We’d like to say a big festive ‘thank you’ to our amazing clients, that use Pump Checker®.
Pump Checker is used for monitoring and optimization of almost 4000 wells in the Permian and we have had some great experiences from working with the 721 users that have access to our cloud-based solution. The feedback and suggestions that we receive from our users, have helped us evolve and improve the functionality of our product over the years. It’s been a great journey so far and we are immensely grateful for the tremendous contribution that our clients make to our software evolvement.
Normally, in our blogs we like to write about something that is of use to our subscribers. This week we’re going to take a slightly different approach and write about a few ‘under the hood’ things we’ve been doing to make our software faster, more reliable and easier to use, as well as signpost what’s coming in 2022.

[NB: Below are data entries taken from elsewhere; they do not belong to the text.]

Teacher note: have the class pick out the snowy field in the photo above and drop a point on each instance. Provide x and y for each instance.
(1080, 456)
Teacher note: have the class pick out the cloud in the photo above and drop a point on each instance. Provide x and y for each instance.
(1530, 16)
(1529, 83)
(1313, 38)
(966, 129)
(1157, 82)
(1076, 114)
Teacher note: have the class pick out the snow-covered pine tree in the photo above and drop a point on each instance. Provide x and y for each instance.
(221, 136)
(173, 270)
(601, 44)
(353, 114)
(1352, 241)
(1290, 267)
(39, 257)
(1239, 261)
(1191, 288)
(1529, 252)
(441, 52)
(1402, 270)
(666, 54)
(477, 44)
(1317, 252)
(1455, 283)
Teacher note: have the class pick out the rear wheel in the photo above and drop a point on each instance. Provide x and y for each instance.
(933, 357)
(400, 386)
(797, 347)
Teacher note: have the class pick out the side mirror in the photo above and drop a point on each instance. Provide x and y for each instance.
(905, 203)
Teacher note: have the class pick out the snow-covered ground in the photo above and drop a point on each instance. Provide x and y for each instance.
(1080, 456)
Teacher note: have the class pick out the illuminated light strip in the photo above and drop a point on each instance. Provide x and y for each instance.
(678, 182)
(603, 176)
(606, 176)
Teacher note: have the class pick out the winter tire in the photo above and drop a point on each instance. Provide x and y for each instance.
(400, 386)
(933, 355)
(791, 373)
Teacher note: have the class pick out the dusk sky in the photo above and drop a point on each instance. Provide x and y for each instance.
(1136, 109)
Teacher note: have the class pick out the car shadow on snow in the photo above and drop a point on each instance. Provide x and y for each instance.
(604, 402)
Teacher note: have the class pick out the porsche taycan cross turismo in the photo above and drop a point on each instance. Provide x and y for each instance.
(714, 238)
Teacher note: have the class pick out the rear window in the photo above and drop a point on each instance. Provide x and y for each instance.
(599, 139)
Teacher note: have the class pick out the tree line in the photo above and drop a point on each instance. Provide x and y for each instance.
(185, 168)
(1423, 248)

It’s our way of saying thank you to you….
Merry Christmas and best wishes for a happy and healthy 2022.
Software and Service Improvement
The current version of Pump Checker started life almost 10 years ago now, as three separate applications. Initially, just performing analysis of ESP performance and then evolving to include failure tracking and then realtime visualization. Each application developing along its own timeline organically, until we decided to merge the applications into a single entity. In our digital world, it made sense to amalgamate and enrich the product set, using common functions and data sets, as well as ensuring the richness of function is available to all users.
Back in April of this year we started a multi-threaded program of work to improve software and infrastructure to deliver the new vision and to eliminate some of the inefficiencies in the software to make life better for our clients. We've now been working on this for six months and thought it appropriate to provide an update on some of the things we've been doing and highlight the difference these changes have made.
Building the Team
The initial task was to continue what was started last year, investing in our in-house development capability and infrastructure expertise. That process is now largely complete, with our latest recruit (June Tee) joining this month. We now have a team of 10 full time professionals dedicated to our development effort.
We’ve been lucky to recruit great people, with the right mix of intellect, skill and expertise. Our people have come from a variety of industries, bringing with them fresh approaches and new ways of thinking, as well as enhanced rigor from the financial sector. We have invested in educating them in oil and specifically artificial lift, which has been interesting for them.
As mentioned, new people bring opportunities. One of those we’ve grasped is to leverage the expertise of the new people. During their training and education, they carried out reviews of every aspect of our operations and procedures, and spotted areas for improvement and since then we have taken steps to address these opportunities to streamline and improve our code.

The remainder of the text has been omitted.